This past weekend, I got to spend a lot of time in one of my favorite places – down by the riverside. On Friday, a friend arranged a lovely evening by the Schuylkill in Philly where we got to walk and talk and see the way the lights reflected in lines of wavy beauty on the water. We walked for hours, and it was amazing. That river has some great bridges made of stone, these arches overhead that just linger there in all their solidness. My friend said that people built things to last then – and I would add they built things to be beautiful, too.
Then, on Saturday, I jetted down to my parents’ place in Virginia for Easter, and that afternoon, my dad, my cousin, her friend, and I put our kayaks in the river and rowed for a couple of hours down the James. We skirted up a little tributary and passed under another railroad bridge made of stone. Dad said they had put it up when the railroad came through there in the late 1800s. My cousin said, “they built things to last then.” An call-back of the night before that echoed as we passed through the tunnel.
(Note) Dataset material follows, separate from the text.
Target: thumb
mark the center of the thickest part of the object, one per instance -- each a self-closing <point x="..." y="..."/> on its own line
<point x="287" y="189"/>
Yesterday, as I drove home along the illustrious I-95, I was struck by how interesting but uninspiring the highway overpasses are. Just south of my house, they’re (who is it that builds highways exactly?) building a huge traffic jungle of ramps and overpasses and underpasses where two major highways meet. The engineering is magnificent, but somehow, it doesn’t cause me to pause and marvel (partially because if I did, I’d be creamed by the traffic). I don’t think these bridges will last that long. We’ll be out doing repairs on them in 5 years – we seem to, now, need to build in fallibility in our constructions. Are we trying to keep ourselves busy? Or are we trying to prove we’re still necessary?
Somehow, in all of this speed, we seem to have lost the desire to build things that last – relationships, bridges, memories. Everything is so quick – communication online, traffic, our days. I wonder what we would get if we simply did the things we loved with slowness and deliberateness. Would we have wonderful weekends like I did that were full of strolls and deep talks, where we would float down the river and see an otter and an osprey and where the great blue heron stood so close I could see it’s eyes as I passed by the island where it stood? Would we have bridges of language and experience that last long beyond us?
In a little over a month, I’ll be trying to live this out. I can’t wait, but then, I’m hurrying again, huh? Maybe I should slow down in this month, too, and see what there is to see. Maybe I can build something to last even now.